If you’re comparing what “your guy” does versus an actual maintenance provider, take a look at WordPress maintenance services and compare the checklist. Not because every site needs the biggest package. Most don’t. But because seeing the work spelled out makes it way easier to spot fluff.


Watch for these warning signs

Some red flags are subtle. Some are basically wearing a clown suit.

  • They never send reports or summaries
  • They don’t respond clearly when you ask what’s been done
  • Your site is visibly out of date
  • Backups are “set up” but nobody can show you where
  • They only react when something breaks
  • Your hosting, domain, and admin access are all under their control and you can’t access them
  • They discourage questions with jargon

That last one annoys me the most. If someone uses technical language to make you back off, that’s not expertise.
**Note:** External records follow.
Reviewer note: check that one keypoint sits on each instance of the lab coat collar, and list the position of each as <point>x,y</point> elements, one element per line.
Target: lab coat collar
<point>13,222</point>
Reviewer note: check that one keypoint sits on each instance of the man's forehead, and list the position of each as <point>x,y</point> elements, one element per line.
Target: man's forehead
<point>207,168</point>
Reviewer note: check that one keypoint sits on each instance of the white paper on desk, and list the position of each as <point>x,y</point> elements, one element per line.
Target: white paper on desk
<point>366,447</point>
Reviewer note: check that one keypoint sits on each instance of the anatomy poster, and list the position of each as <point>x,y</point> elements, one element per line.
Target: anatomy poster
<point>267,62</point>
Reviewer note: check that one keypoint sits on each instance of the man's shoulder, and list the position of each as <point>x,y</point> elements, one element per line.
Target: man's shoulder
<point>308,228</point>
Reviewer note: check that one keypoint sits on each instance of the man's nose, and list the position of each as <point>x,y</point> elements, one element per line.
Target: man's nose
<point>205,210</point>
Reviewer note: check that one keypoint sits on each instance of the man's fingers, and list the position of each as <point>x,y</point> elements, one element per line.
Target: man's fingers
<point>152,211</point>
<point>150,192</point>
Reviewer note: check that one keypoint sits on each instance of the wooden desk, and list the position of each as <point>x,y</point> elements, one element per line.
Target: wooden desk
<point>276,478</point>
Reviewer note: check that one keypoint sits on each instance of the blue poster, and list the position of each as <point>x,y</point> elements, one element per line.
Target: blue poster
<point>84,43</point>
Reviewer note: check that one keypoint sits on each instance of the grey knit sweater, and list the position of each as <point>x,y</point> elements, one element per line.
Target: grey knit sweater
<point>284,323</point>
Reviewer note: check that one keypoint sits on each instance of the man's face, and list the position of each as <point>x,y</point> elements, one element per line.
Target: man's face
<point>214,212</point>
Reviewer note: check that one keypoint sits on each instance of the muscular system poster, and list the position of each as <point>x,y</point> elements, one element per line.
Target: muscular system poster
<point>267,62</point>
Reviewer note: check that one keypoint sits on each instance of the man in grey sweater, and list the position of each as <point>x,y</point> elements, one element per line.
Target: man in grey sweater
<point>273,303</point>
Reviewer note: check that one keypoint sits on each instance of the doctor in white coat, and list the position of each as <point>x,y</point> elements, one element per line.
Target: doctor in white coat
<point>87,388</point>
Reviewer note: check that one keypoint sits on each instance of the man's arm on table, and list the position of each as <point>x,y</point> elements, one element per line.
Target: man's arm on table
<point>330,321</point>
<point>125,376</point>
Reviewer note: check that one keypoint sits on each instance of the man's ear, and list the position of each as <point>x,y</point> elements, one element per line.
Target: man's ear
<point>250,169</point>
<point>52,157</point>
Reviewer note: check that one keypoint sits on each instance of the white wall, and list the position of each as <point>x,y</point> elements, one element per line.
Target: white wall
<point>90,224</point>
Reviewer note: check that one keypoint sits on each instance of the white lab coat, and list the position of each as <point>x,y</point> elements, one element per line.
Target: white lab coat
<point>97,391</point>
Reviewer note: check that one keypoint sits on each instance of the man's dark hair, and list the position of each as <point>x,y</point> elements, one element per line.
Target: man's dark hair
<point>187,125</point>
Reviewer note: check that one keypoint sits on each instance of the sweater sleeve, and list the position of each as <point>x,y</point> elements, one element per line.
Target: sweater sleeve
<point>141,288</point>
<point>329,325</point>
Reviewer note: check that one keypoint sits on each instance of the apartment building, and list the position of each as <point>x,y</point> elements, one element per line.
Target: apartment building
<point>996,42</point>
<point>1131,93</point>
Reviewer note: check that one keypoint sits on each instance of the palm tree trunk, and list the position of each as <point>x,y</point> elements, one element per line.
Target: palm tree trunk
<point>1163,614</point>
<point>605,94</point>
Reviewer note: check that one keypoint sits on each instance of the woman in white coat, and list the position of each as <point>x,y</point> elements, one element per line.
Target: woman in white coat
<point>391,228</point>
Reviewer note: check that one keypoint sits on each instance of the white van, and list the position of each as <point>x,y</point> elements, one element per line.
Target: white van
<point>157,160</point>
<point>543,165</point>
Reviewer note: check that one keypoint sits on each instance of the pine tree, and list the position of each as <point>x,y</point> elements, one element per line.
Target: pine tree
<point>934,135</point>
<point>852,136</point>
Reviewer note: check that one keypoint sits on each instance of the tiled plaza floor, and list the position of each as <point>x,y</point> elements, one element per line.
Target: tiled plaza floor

That’s theater.


What to do if you’re not sure they’re doing the work

Start small. Don’t jump straight into a dramatic breakup email.

Ask for a summary of the last 60 days: updates applied, backups completed, security issues found, downtime incidents, and any recommendations. See what comes back. A good maintainer won’t be offended. Honestly, they might be relieved you’re paying attention.

If the answer is fuzzy, ask for access. You should have admin access to WordPress, access to hosting, and access to your domain account. Always. Even if someone else manages them day to day. If you don’t, fix that first.

And if your site has already been hacked, keeps breaking, or just feels neglected, don’t wait around hoping it magically improves. At that point you may need cleanup, a proper handover, or a fresh setup from someone who actually does the boring work consistently. That’s where a service like site cleaning can help if things have already gone sideways.


The simple test

Here it is.

If you ask, “What exactly are you maintaining on my website?” and the answer is clear, specific, and backed by evidence, you’re probably fine.

If the answer is vague, defensive, or weirdly mystical, you probably aren’t.

WordPress maintenance isn’t magic. It’s routine work done properly, over and over. Updates. Backups. Monitoring. Security checks. Fixing little problems before they turn into expensive ones. Kind of boring, really. That’s how you know it’s real.

And boring is good. Boring means your website keeps working while you run your business. That’s the whole point.